El S&P Merval inició la semana en terreno negativo luego de haber registrado la mayor caída semanal de los últimos cuatro meses. En una jornada sin operaciones en Wall Street por feriado, el principal índice de la bolsa porteña perdió 0,7% y se ubicó en torno a los 2,9 millones de puntos, en un contexto de bajo movimiento y ausencia de referencias externas.
La falta de cotización de los ADRs y de los bonos soberanos en Nueva York condicionó la operatoria local, que quedó sujeta exclusivamente a factores domésticos y al clima internacional. Medido en dólares, el Merval también retrocedió 0,7%, una señal de la fragilidad que atraviesa el mercado accionario tras más de dos meses de indefinición.
Las mayores bajas de la rueda se concentraron en empresas de energía y servicios públicos, con descensos encabezados por Metrogas, Transportadora de Gas del Norte y Central Puerto.
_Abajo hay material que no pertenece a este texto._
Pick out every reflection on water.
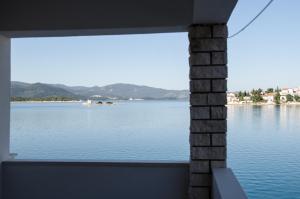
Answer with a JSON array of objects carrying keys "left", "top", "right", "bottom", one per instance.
[
  {"left": 11, "top": 101, "right": 300, "bottom": 199},
  {"left": 228, "top": 105, "right": 300, "bottom": 199}
]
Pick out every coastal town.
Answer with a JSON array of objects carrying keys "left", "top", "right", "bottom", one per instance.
[{"left": 227, "top": 86, "right": 300, "bottom": 105}]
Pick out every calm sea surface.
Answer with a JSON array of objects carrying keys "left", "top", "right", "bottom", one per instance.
[{"left": 11, "top": 101, "right": 300, "bottom": 199}]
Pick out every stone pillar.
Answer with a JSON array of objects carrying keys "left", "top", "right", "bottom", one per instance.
[
  {"left": 189, "top": 24, "right": 228, "bottom": 199},
  {"left": 0, "top": 35, "right": 10, "bottom": 199}
]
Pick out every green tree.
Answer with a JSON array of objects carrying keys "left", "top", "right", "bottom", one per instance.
[
  {"left": 274, "top": 87, "right": 280, "bottom": 105},
  {"left": 286, "top": 94, "right": 294, "bottom": 102},
  {"left": 266, "top": 88, "right": 274, "bottom": 93},
  {"left": 251, "top": 88, "right": 264, "bottom": 103}
]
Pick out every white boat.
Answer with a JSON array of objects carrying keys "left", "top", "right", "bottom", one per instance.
[{"left": 82, "top": 100, "right": 92, "bottom": 106}]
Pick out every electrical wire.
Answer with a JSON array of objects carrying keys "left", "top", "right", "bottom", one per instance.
[{"left": 228, "top": 0, "right": 274, "bottom": 38}]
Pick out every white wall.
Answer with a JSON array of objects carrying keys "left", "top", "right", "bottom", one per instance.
[{"left": 0, "top": 35, "right": 10, "bottom": 199}]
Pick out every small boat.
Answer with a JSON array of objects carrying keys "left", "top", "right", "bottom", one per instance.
[{"left": 82, "top": 100, "right": 92, "bottom": 106}]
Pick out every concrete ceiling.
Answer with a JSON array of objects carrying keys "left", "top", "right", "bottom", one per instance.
[{"left": 0, "top": 0, "right": 237, "bottom": 37}]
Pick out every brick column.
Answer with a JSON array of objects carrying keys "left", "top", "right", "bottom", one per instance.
[{"left": 189, "top": 25, "right": 227, "bottom": 199}]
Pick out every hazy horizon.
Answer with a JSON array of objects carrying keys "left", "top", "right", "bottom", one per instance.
[{"left": 12, "top": 0, "right": 300, "bottom": 91}]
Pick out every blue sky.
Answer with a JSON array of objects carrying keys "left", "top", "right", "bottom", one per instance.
[{"left": 12, "top": 0, "right": 300, "bottom": 91}]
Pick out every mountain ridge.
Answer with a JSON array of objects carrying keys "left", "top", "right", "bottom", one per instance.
[{"left": 11, "top": 81, "right": 189, "bottom": 100}]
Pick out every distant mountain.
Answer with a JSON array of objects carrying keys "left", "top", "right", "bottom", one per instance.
[
  {"left": 11, "top": 82, "right": 80, "bottom": 99},
  {"left": 11, "top": 82, "right": 189, "bottom": 100}
]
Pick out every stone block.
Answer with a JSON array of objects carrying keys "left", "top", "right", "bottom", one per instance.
[
  {"left": 190, "top": 134, "right": 210, "bottom": 146},
  {"left": 207, "top": 93, "right": 227, "bottom": 105},
  {"left": 191, "top": 147, "right": 226, "bottom": 160},
  {"left": 210, "top": 160, "right": 227, "bottom": 168},
  {"left": 190, "top": 160, "right": 210, "bottom": 173},
  {"left": 189, "top": 53, "right": 210, "bottom": 66},
  {"left": 189, "top": 25, "right": 212, "bottom": 40},
  {"left": 211, "top": 132, "right": 226, "bottom": 146},
  {"left": 190, "top": 107, "right": 210, "bottom": 120},
  {"left": 212, "top": 79, "right": 227, "bottom": 92},
  {"left": 189, "top": 38, "right": 227, "bottom": 53},
  {"left": 190, "top": 80, "right": 211, "bottom": 92},
  {"left": 190, "top": 66, "right": 228, "bottom": 79},
  {"left": 213, "top": 24, "right": 228, "bottom": 38},
  {"left": 211, "top": 106, "right": 227, "bottom": 119},
  {"left": 190, "top": 93, "right": 207, "bottom": 106},
  {"left": 190, "top": 120, "right": 227, "bottom": 133},
  {"left": 211, "top": 52, "right": 227, "bottom": 65}
]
El retroceso se sumó a una semana previa en la que el índice se hundió 5,1%, afectado por la volatilidad global y la inestabilidad financiera.
En contraste, los bonos soberanos mostraron un desempeño algo más firme en los últimos días, lo que permitió una leve baja del riesgo país hasta los 564 puntos básicos, en un escenario atravesado por las compras de reservas del Banco Central, una señal largamente reclamada por el mercado pero insuficiente para revertir el clima de cautela.
En el plano político, el presidente Javier Milei convocó a sesiones extraordinarias del Congreso para febrero, con una agenda que incluyó la reforma laboral, el acuerdo comercial entre el Mercosur y la Unión Europea, y la designación de Fernando Iglesias como embajador, en un contexto político que suma nuevas variables a la incertidumbre económica.